Desbordamiento en el pozo


José era el undécimo hijo de Jacob el patriarca y fue tratado con especial amor y honor por su padre, con mucho desdén por sus hermanos. El favoritismo que se le mostró se sumó al hecho de que José tenía un don espiritual, creando una brecha entre José y sus diez hermanos mayores. José imprudentemente restregó sus sueños en las caras de sus hermanos en al menos dos ocasiones, como se menciona en Génesis 37 y como resultado es víctima del odio y los celos de sus hermanos. José fue entonces atacado por ellos y finalmente vendido a los traficantes de esclavos que se dirigían a Egipto. Es interesante imaginar lo que le habría pasado a José si no hubiera sido un hijo predilecto, si hubiera sido amado por sus hermanos, si no hubiera sido secuestrado y enviado lejos.
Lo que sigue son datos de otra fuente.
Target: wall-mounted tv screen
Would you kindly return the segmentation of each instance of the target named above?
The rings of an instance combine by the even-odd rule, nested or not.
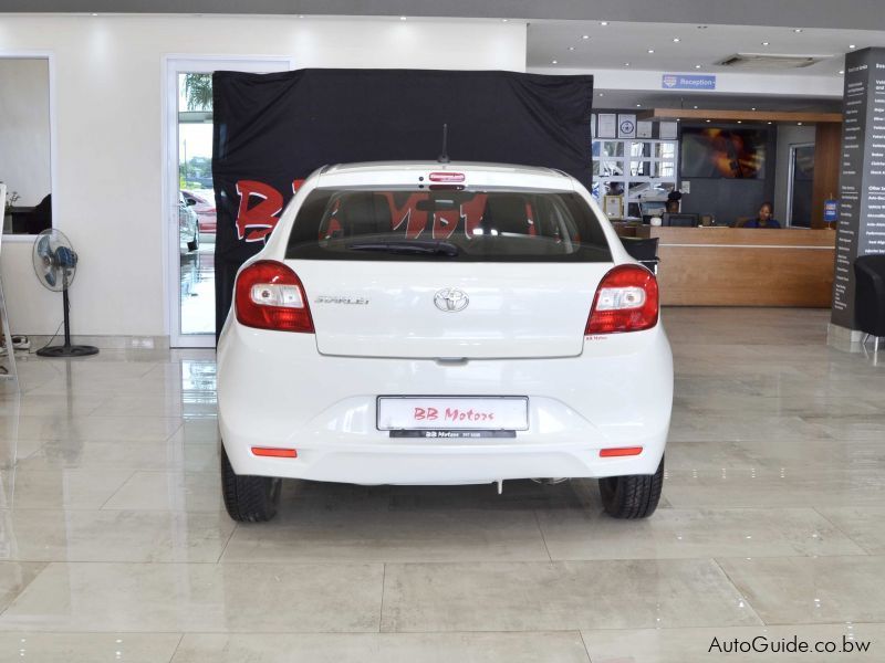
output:
[[[764,129],[686,127],[679,173],[684,178],[764,178],[767,144]]]

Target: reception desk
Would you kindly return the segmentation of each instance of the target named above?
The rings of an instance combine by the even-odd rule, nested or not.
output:
[[[832,230],[642,225],[635,232],[658,238],[665,305],[830,307]]]

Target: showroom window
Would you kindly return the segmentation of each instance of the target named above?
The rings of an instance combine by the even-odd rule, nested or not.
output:
[[[6,235],[35,235],[52,228],[50,67],[49,56],[0,56],[0,182],[7,186]]]

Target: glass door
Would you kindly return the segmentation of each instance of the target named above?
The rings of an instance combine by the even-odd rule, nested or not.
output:
[[[814,193],[814,144],[790,146],[790,180],[787,197],[787,223],[811,228],[811,201]]]
[[[215,346],[216,207],[212,188],[212,72],[269,73],[289,59],[168,59],[166,178],[169,340]]]

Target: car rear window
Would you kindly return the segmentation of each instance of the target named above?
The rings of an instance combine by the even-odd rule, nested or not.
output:
[[[611,262],[590,206],[569,191],[315,189],[287,257]]]

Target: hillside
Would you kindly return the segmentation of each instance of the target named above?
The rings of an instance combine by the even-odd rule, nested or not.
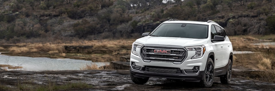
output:
[[[229,35],[275,34],[272,0],[162,1],[0,0],[0,44],[136,38],[171,18],[212,20]]]

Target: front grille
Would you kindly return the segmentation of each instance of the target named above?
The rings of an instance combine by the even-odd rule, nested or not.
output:
[[[143,71],[159,73],[182,74],[181,70],[179,68],[152,66],[145,66]]]
[[[156,50],[168,51],[169,52],[155,53],[154,51]],[[174,48],[144,46],[142,48],[142,50],[143,59],[150,61],[180,63],[183,61],[186,55],[186,51],[183,47]]]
Aunque tal vez nunca sepamos el "por qué o qué" detrás de esto, la realidad fue que para que el legado de Jacob se cumpliera, para que Israel se estableciera como una nación elegida por Dios, José tuvo que trasladarse a Egipto. Era esencial e integral para los planes de Dios para Israel. La arrogancia infantil de José al repetir los sueños que Dios le dio personalmente, a una familia hostil le empujó a la ruta menos escénica hacia su destino. Hoy en día cada uno de nosotros probablemente ha tomado decisiones imprudentes en algún momento de nuestra vida. Podemos sentirnos como si estuviéramos en un pozo debido a decisiones tontas o imprudentes tomadas en nuestro pasado. Puede que hayamos tenido que vivir con esas decisiones o puede que nos arrepintamos de ellas. De cualquier manera, cuando decidimos hacer de Dios el centro de nuestra vida, empezamos a verle mover esos arrepentimientos y contratiempos hacia desvíos y ajustes para que experimentemos su presencia y su poder. Nada se desperdicia con Dios, ni siquiera las áreas en las que hemos experimentado fracasos. El signo de vivir en el desborde es confiar en que Dios cumplirá sus planes para nosotros, incluso cuando el camino que tenemos por delante parece solitario y largo.